The birth of the Modern Civil Rights Movement began Dec. 1, 1955, the day Rosa Parks, a seamstress and Youth Director of the NAACP, refused to give up her bus seat to a white male passenger. Her refusal spurred the Montgomery Bus Boycott, as well as sparked a nationwide movement that ended legal segregation in America.
Born Rosa Louise McCauley on Feb. 4, 1913, in Tuskegee, Alabama, she attended a one room school house in Pine Level, Alabama until the fifth grade and then the Montgomery Industrial School for Girls at age 11 in Montgomery, Alabama. Later, she attended Alabama State Teachers College (a high school). Rosa McCauley had to drop out of high school to care for her ill grandmother and later her mother. Following her marriage to Raymond Parks in December, 1932, she returned to Alabama State Teachers College in 1933, with her husband’s encouragement, and received her diploma. They both joined the local chapter of the NAACP to help improve the plight of African-Americans in the South.
On December 1, 1955, after a long day at Montgomery Fair Department Store where Mrs. Parks worked as a tailor’s assistant, she boarded the Cleveland Avenue bus to go home. She sat in the first of many rows that were designated for “colored” passengers. When a white man entered the bus, the driver (following the standard practice of segregation) told four African-Americans to give up their seats to the white passenger because the white section was full. Parks refused. The bus driver called the police and Parks was arrested. Later at her trial, she was found guilty of violating the city ordinance (the Montgomery Bus Code), received a suspended sentence and was fined $10.00 plus $4.00 in court costs.
On the night of her arrest, the local NAACP chapter began to organize a boycott of Montgomery’s city buses in protest of Parks’ arrest. Handbills were distributed and ads were placed throughout the African-American community asking blacks not to ride buses on Dec. 5, 1955. Parks helped with the organization and collaborated with civil rights leaders, including Reverend Dr. Martin Luther King Jr., a new minister who gained national prominence in the Civil Rights Movement. The Montgomery Bus Boycott lasted for 381 days, producing a serious economic impact on the transit company. On November 13, 1956, the U.S. Supreme Court ruled that segregation laws in public accommodations were unconstitutional, thereby, ending segregation on public buses in Montgomery, Alabama.
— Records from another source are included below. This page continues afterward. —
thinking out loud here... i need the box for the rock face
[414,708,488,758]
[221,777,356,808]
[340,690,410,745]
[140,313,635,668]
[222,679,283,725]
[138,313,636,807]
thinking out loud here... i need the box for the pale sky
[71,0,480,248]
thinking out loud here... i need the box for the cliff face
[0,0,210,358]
On December 20, 1956, the Supreme Court Order was finally implemented and citizens of color returned to the buses the next day.
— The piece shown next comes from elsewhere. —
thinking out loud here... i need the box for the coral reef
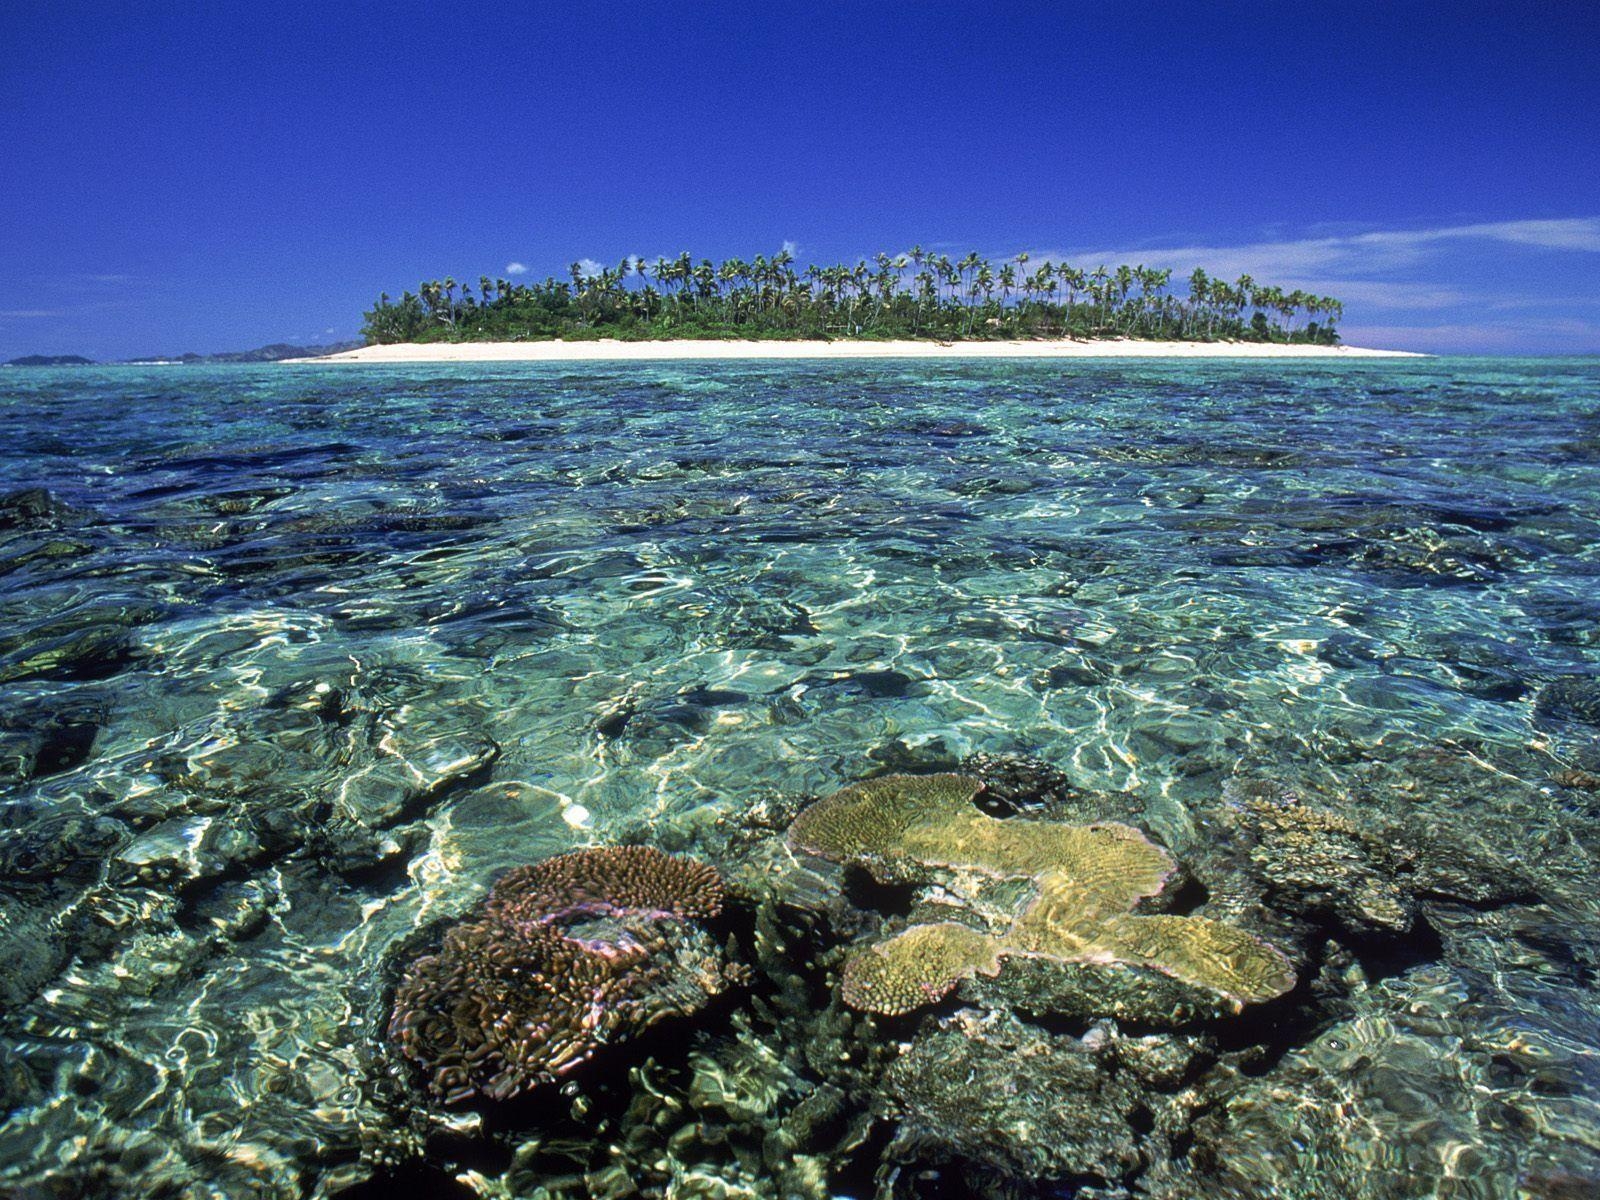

The bus boycott sparked the most successful nonviolent movement in support of civil rights in the United States.
Throughout her lifetime Parks received many accolades, including the NAACP’s Springarn Medal, the Martin Luther King award, the Presidential Medal of Freedom and the Congressional Gold Medal. Parks was named one of Time magazine’s 20 Most Influential People.
On Oct. 24, 2005, Rosa Parks, 92, died at her home in Detroit. Several memorial services, including one in Montgomery, were held honoring her decades of unwavering dedication to fighting inequalities. Her body laid in honor at the Capitol Rotunda in Washington, D.C., the first woman and the first person of color to lie in honor at the US Capitol. She was returned to her final resting place in Detroit (her home of 51 years) to a chapel renamed the Rosa L. Parks Freedom Chapel.
Following her death, in 2006, the Rosa Parks Bill was introduced and passed by the Alabama State House in Montgomery, removing the 1955 charges from her police record.
Parks’ simple act of disobedience inspired the modern Civil Rights Movement.